Elle enfouit sa tête dans ses mains, se remémorant sa conversation avec la médium. La divination ? Non, ce ne pouvait être vrai ! Cela n'existait pas ! Personne n'avait le pouvoir de connaître à l'avance ce qui allait se produire... Non, tout cela n'était qu'un hasard, un horrible hasard, une mauvaise farce que lui jouait le destin. Et pourtant... Elle ne put s'empêcher d'avoir la gorge nouée à la simple pensée que la dernière fois qu'elle avait vu cette femme elle était vivante, et que quelques heures plus tard elle agonisait sous les coups de l'Éventreur, sans que personne d'autre que Jane ne le sache.
Elle reprit ses recherches pour se changer les idées. Les quelques papiers qu'elle avait trouvé en fouillant les tiroirs ne lui apprenaient rien, il n'y avait là que notre illisibles, raturées et froissées. Parmi les feuilles volantes et les scalpels, Jane trouva un exemplaire du rapport de Thomas Bond sur une des victimes de 1888 ; au Mary Jane Kelly si elle comprenait bien. Ce qu'elle découvrit dans ce rapport suffit à lui glacer le sang : gorge tranchée jusqu'à l'os, le corps perforé par d'innombrables coups de couteau colériques, ses traits méconnaissables, organes prélevés et éparpillés autour d'elle, cœur manquant... Jane referma le dossier brutalement, incapable d'en lire plus. C'était sans nul doute le crime le plus sanglant de Jack l'Éventreur en 1888. Et voilà que l'horreur reprenait là où elle s'était arrêtée des années plus tôt, car les nouvelles victimes ne différaient en rien des anciennes. Sauf si on prenait en compte les lettres adressées à Judy Browler, à supposer qu'elles aient un rôle à jouer dans toute cette histoire...

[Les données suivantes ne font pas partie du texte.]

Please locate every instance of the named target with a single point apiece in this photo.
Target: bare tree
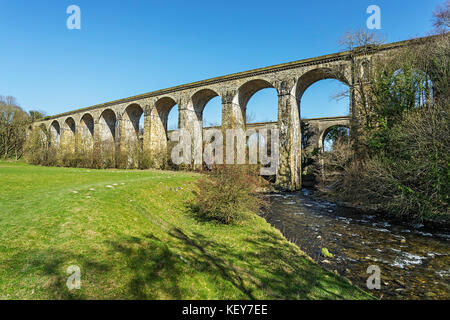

La lumière de la pièce se mit soudainement à trembloter, un mauvais pressentiment envahit Jane qui décida d'écourter son exploration. Elle rangea pêle-mêle les documents et les scalpels et se dirigea rapidement vers la porte, elle posa une main sur la poignée et poussa mais rien ne se produisit ; la porte refusa de s'ouvrir. Jane inspira profondément et se promit de ne pas céder à la panique. « Elle doit être un peu bloquée c'est tout. » Se rassura-t-elle. Elle tenta de nouveau de l'ouvrir, sans succès.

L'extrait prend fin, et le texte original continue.